俳人・正岡子規も愛した“萩の寺”、大阪府豊中市の曹洞宗東光院(村山廣甫住職)で、ナツハギが6月初旬~中旬くらいまでが見頃で、かれんな花が参拝客らの目を楽しませている。参道には、秋に見頃を迎えるマルバハギなど約10種3千株にまじり、ナツハギ約30株が植えられており、今年は例年より早く赤紫の花が房状に咲き始めたという。東光院は、奈良時代の天平7(735)年に僧の行基(668~749年)が現在の大阪市北区に薬師如来像を自作し、薬師堂を建立したのが始まりとされる。行基が死者の霊を慰めるために当時、淀川に群生していたハギを供えたことから境内にもハギが植えられ、「萩の寺」として親しまれるようになった。子規や高浜虚子ら多くの俳人が好んで訪れ、子規はハギが咲き誇る風情を「ほろほろと石にこぼれぬ萩の露」と詠んだという。同院は「ハギの群生美は、日本らしい『和』の民族性を表しているよう。1度花を咲かせたあと、さらに茎を伸ばし花を咲かせる姿は、私たちに希望を与えてくれる」と話している。
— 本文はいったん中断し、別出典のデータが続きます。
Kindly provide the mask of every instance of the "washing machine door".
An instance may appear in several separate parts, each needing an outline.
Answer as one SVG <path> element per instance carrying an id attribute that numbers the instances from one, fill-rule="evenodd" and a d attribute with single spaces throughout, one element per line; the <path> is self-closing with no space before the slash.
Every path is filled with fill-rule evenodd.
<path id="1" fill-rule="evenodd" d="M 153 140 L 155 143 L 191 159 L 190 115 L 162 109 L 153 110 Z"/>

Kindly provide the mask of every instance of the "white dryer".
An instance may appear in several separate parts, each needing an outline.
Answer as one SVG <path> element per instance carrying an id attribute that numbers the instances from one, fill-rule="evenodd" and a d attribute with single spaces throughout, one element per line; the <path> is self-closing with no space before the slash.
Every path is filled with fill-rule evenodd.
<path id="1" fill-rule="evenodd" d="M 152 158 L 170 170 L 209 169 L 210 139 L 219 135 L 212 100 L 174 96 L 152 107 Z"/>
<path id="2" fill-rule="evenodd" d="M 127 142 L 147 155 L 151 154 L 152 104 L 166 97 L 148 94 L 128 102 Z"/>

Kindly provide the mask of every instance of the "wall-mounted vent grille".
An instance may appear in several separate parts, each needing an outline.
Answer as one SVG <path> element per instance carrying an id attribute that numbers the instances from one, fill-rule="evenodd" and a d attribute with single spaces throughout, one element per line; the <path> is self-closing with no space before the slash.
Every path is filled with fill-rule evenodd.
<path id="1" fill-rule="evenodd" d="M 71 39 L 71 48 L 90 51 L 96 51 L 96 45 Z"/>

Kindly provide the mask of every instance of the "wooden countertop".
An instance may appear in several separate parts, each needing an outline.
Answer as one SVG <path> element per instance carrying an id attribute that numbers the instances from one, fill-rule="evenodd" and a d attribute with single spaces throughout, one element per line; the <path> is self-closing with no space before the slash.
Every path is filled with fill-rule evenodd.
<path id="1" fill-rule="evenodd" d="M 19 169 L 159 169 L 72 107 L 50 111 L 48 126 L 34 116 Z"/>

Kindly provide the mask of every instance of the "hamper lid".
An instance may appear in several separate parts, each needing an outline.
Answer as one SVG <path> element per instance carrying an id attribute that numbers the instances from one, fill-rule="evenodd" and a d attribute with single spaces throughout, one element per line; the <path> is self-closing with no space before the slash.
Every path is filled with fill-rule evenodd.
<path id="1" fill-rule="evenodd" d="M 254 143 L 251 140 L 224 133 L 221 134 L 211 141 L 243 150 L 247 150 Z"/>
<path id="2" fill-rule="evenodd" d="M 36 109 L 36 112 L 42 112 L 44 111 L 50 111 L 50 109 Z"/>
ハギ(萩)とは、マメ科ハギ属の総称。落葉低木。秋の七草のひとつで、花期は7月から10月。分布は種類にもよるが、日本のほぼ全域。古くから日本人に親しまれ、『万葉集』で最もよく詠まれる花でもある。秋ハギと牡鹿のペアの歌が多い。別名:芽子・生芽(ハギ)。背の低い落葉低木ではあるが、木本とは言い難い面もある。茎は木質化して固くなるが、年々太くなって伸びるようなことはなく、根本から新しい芽が毎年出る。直立せず、先端はややしだれる。葉は3出複葉、秋に枝の先端から多数の花枝を出し、赤紫の花の房をつける。果実は種子を1つだけ含み、楕円形で扁平。荒れ地に生えるパイオニア植物で、放牧地や山火事跡などに一面に生えることがある。